Tramp! tramp! a famous beggar’s ride! It was a picturesque scene, with food for laughter and tears in it, had we only been there with a lantern. Fessenden’s, fantastic, astride of the African, staring forward into the darkness from under his ragged hat-brim, endeavoring to hold the wreck of an umbrella over them,—the wind flapping and whirling it. Tramp! tramp! past all those noble mansions, to the negro-hut beyond the village. And, oh, to think of it! the rich citizens, the enlightened and white-skinned Levites, having left him out, one of their own race, to perish in the storm, this despised black man is found, alone of all the world, to show mercy unto him!
“How do you get on, Sir?” says the stout young Ethiop. “Would you ride easier, if I should trot? or would you prefer a canter?
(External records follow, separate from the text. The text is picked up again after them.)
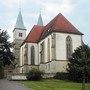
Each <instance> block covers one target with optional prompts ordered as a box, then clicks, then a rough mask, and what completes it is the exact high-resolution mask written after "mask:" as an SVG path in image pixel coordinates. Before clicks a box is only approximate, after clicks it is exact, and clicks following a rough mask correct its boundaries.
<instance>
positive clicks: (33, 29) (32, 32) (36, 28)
mask: <svg viewBox="0 0 90 90" xmlns="http://www.w3.org/2000/svg"><path fill="white" fill-rule="evenodd" d="M42 32H43V26H38V25H34V26H33V28H32V29H31V31H30V33H29V34H28V36H27V37H26V39H25V40H24V42H23V43H22V45H23V44H24V43H27V42H29V43H38V41H39V39H40V36H41V34H42ZM22 45H21V46H22Z"/></svg>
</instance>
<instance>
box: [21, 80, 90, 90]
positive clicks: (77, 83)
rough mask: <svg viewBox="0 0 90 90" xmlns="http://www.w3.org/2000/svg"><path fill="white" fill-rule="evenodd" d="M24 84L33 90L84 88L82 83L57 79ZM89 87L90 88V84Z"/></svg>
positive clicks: (24, 82) (73, 89)
mask: <svg viewBox="0 0 90 90" xmlns="http://www.w3.org/2000/svg"><path fill="white" fill-rule="evenodd" d="M22 83H23V84H24V85H25V86H27V87H29V88H32V90H81V87H82V84H81V83H74V82H68V81H62V80H55V79H46V80H42V81H23V82H22ZM88 86H89V88H90V83H89V85H88ZM87 90H88V89H87ZM89 90H90V89H89Z"/></svg>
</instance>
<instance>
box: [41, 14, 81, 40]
mask: <svg viewBox="0 0 90 90" xmlns="http://www.w3.org/2000/svg"><path fill="white" fill-rule="evenodd" d="M51 32H61V33H71V34H78V35H83V34H82V33H81V32H80V31H78V29H77V28H75V27H74V26H73V25H72V24H71V23H70V22H69V21H68V20H67V19H66V18H65V17H64V16H63V15H62V14H61V13H59V14H58V15H57V16H56V17H55V18H54V19H53V20H51V21H50V22H49V23H48V24H47V25H46V26H45V27H44V32H43V34H42V36H41V39H43V38H45V37H46V36H47V35H49V34H50V33H51Z"/></svg>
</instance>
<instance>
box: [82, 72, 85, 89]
mask: <svg viewBox="0 0 90 90" xmlns="http://www.w3.org/2000/svg"><path fill="white" fill-rule="evenodd" d="M82 90H85V73H84V74H83V82H82Z"/></svg>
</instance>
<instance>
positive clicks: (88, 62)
mask: <svg viewBox="0 0 90 90" xmlns="http://www.w3.org/2000/svg"><path fill="white" fill-rule="evenodd" d="M67 71H68V73H69V77H70V79H71V80H73V81H78V82H81V81H83V82H85V81H87V80H89V81H90V47H89V46H87V45H85V44H84V45H82V46H80V47H78V48H77V49H76V50H75V51H74V53H73V54H72V56H71V58H70V59H69V63H68V68H67Z"/></svg>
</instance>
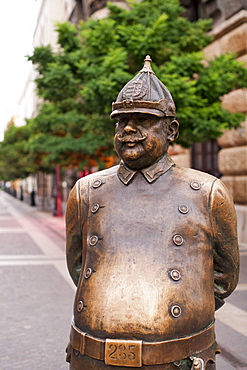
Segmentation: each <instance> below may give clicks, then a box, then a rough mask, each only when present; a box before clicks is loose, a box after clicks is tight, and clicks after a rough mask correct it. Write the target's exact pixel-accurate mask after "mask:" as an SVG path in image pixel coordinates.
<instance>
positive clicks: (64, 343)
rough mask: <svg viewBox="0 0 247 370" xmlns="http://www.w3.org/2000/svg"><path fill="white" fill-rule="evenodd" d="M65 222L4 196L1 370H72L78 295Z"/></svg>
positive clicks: (3, 210)
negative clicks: (68, 351) (77, 296)
mask: <svg viewBox="0 0 247 370" xmlns="http://www.w3.org/2000/svg"><path fill="white" fill-rule="evenodd" d="M64 250H65V240H64V220H63V219H62V218H60V219H58V218H57V219H56V218H54V219H52V216H51V215H49V214H40V213H39V212H38V211H37V210H35V209H33V208H31V207H29V206H28V205H26V204H23V203H21V202H20V201H18V200H16V199H14V198H12V197H10V196H8V195H7V194H4V193H3V192H0V279H1V303H0V333H1V341H0V354H1V362H0V368H1V369H3V370H15V369H25V370H36V369H37V370H44V369H52V370H56V369H62V370H66V369H68V364H67V363H66V362H65V348H66V345H67V343H68V338H69V331H70V321H71V316H72V306H73V299H74V289H73V284H72V283H71V279H70V277H69V276H68V272H67V268H66V264H65V253H64Z"/></svg>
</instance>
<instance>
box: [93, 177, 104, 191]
mask: <svg viewBox="0 0 247 370" xmlns="http://www.w3.org/2000/svg"><path fill="white" fill-rule="evenodd" d="M101 185H102V181H101V180H99V179H98V180H95V181H94V182H93V188H95V189H96V188H99V187H100V186H101Z"/></svg>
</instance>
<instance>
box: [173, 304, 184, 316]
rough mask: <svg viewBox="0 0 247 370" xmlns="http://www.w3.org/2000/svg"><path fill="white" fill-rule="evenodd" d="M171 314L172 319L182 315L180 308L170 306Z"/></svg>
mask: <svg viewBox="0 0 247 370" xmlns="http://www.w3.org/2000/svg"><path fill="white" fill-rule="evenodd" d="M171 314H172V316H173V317H176V318H177V317H179V316H181V314H182V309H181V307H180V306H178V305H174V306H172V307H171Z"/></svg>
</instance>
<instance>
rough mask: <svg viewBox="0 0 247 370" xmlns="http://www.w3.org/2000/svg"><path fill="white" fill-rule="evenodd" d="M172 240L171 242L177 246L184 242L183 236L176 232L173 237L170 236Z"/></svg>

Tell ’em to bring on their two-forty nags now, if they want a race.”
Talking in this strain, to keep up his rider’s spirits, he brought him, not without sweat and toil, to the hut. A kick on the door with the beggar’s foot, which he used for the purpose, caused it to be opened by a woolly-headed urchin; and in he staggered.
Little woolly-head clapped his hands and screamed.
“Oh, crackie, pappy! here comes Bill with the Devil on his back!”
Sensation in the hut. There was an old negro woman in the corner, on one side of the stove, knitting; and a very old negro man in the opposite corner, napping; and a middle-aged man, with spectacles on his ebony nose, reading slowly aloud from an ancient grease-covered book opened before him on the old pine table; and a middle-aged woman patching a jacket; and a girl washing dishes, which another girl was wiping: representatives of four generations: and they all quitted their occupations at once, to see what sort of a devil Bill had brought home.
“Why, William! who have you got there, William?” said he of the spectacles, with mild wonder,—removing those clerkly aids of vision, and laying them across the book.
“A chair!” panted Bill. “Now ease him down, if you please,—careful,—and I’ll—recite the circumstances,”—puffing, but polite to the last.
Helpless and gasping, Fessenden’s was unfastened, and slipped down the African’s back upon a seat placed to receive him. He still clung to the umbrella, which he endeavored to keep spread over him, while he stared around with stupid amazement at the dim room and the array of black faces.
And now the excited urchin began to caper and sing:—
“’Went down to river, couldn’t
get across;
Jumped upon a nigger’s back, thought
it was a hoss!’
“Oh, crackie, Bill!”
“Father,” said William, with wounded dignity,—for he was something of a gentleman in his way,—“I wish you’d discipline that child, or else give me permission to chuck him.”